[Fine turn] DynamicFusion: real-time reconstruction of the scene and tracking non-rigid

DynamicFusion: reconstruction and real-time tracking of non-rigid scene

Online rarely see someone DynamicFusion detailed interpretation, so plan to translate text, beginner SLAM, errors and omissions also pointed out that hope.

Summary

By fusing RGBD depth image consumer cameras scanned the first time we realized the real-time system to support dense SLAM non-rigid deformation scene. DynamicFusion can reconstruct the scene geometry, while continuing to estimate an intensive six-dimensional playground, which will be mapped to the geometry of the estimated real-time frame. Like KinectFusion as the use of various means, our system can continue to generate noise reduction, refinement, the final results of complete reconstruction, while real-time display model updates. Since no other template or a scene model a priori, this method is widely used in the scene and moving objects.

text

Traditional 3D scanning includes separate capture and offline processing stage, need to be very careful planning to ensure that the scanning process to cover all surfaces. In fact, avoid empty is very difficult and requires multiple iterative acquisition, reconstruction, identify empty, and re-scan the missing part to ensure the integrity of the model. Like KinectFusion same time three-dimensional reconstruction of the system allows the user to continue to see the results of the reconstruction area to be scanned and automatically identify, is a great progress. KinectFusion led to a series of studies on improving the tracking robustness, scalability can rebuild the space size.

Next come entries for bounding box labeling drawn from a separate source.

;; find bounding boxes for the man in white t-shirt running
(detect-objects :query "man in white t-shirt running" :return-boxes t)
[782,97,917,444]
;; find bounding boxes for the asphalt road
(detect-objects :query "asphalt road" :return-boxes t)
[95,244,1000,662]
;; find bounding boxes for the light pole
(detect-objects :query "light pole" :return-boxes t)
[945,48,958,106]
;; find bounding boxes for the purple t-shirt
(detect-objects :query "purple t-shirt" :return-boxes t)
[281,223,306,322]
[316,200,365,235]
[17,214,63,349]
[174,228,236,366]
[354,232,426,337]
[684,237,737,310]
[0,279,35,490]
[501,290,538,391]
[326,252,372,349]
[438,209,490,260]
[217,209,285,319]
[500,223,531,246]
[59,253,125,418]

However, as all the traditional SLAM and dense reconstruction system, the most basic assumptions behind KinectFusion is observed scene is almost static. In this paper we deal with the core issue is how to KinectFusion to promote reconstruction and real-time tracking of dynamic, non-rigid scenes . To this end, we propose DynamicFusion, a disintegration method of seeking based flow field (volumetric flow filed) of - converting fluid flow field at each time state of the scene to a fixed frame specification. For example, a moving person, sports figures are reversed, wherein each body posture will be mapped onto the first frame. After mapping, the scene is in fact rigid and can be updated using standard methods KinectFusion low-noise high-quality reconstruction results. This gradual reconstruction results of noise reduction may be reversed FIG turn into real-time frame; specification point of each frame are converted to a position corresponding to the real-time frame.

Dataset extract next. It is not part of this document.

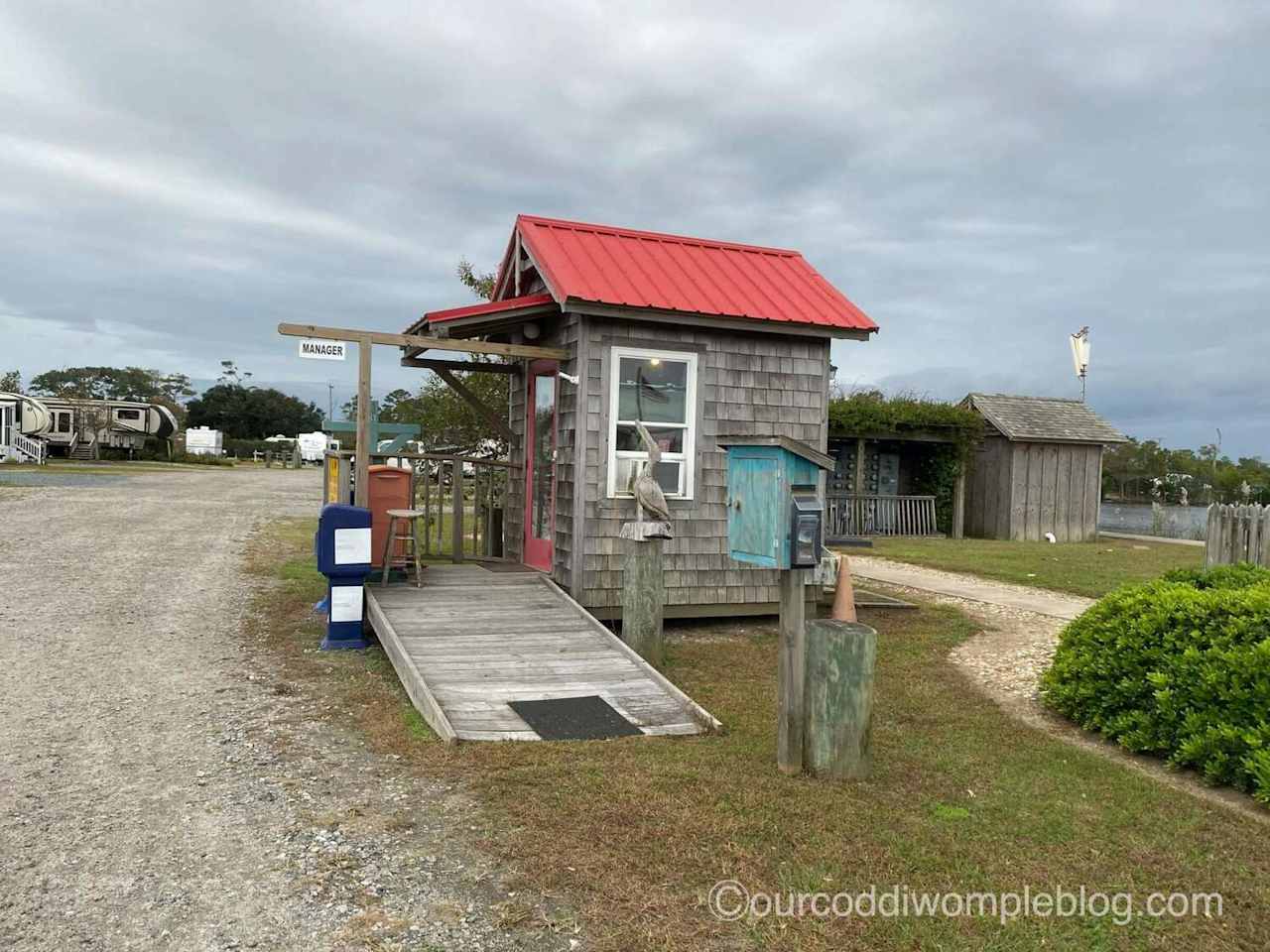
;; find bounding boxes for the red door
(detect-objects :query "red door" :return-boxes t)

Definition of a dynamic moving scene specification "rigid" space is not intuitive. A key contribution of our work is for non-rigid transformation and integration, our approach can keep the best features of the original volume scanning integration proposed by rigid scene. Start scene motion reversal point is to integrate all the observations are on a fixed frame, which can be efficiently implemented by separately calculating reversed FIG. In this transformation, each point projected to a standardized real-time line of sight of the camera frame. Because (for rigid scene) optimization of parameters and only about sight, we can optimize the results generalize to non-rigid scenarios.

Our second contribution is the key to efficiently represent warpage (volumetric warp) and real-time computing. In fact, even a relatively low resolution, 256 ^ 3 voxels molded in order to calculate the frame rate corresponding to the one hundred million also required transformation parameters. We rely on the combination of adaptive solving sparse volume and layered functions, and innovative algorithms on consumer-level hardware for real-time calculation invention. All in all, DynamicFusion was the first to be able to use a single depth camera system for real-time dynamic scene dense reconstruction.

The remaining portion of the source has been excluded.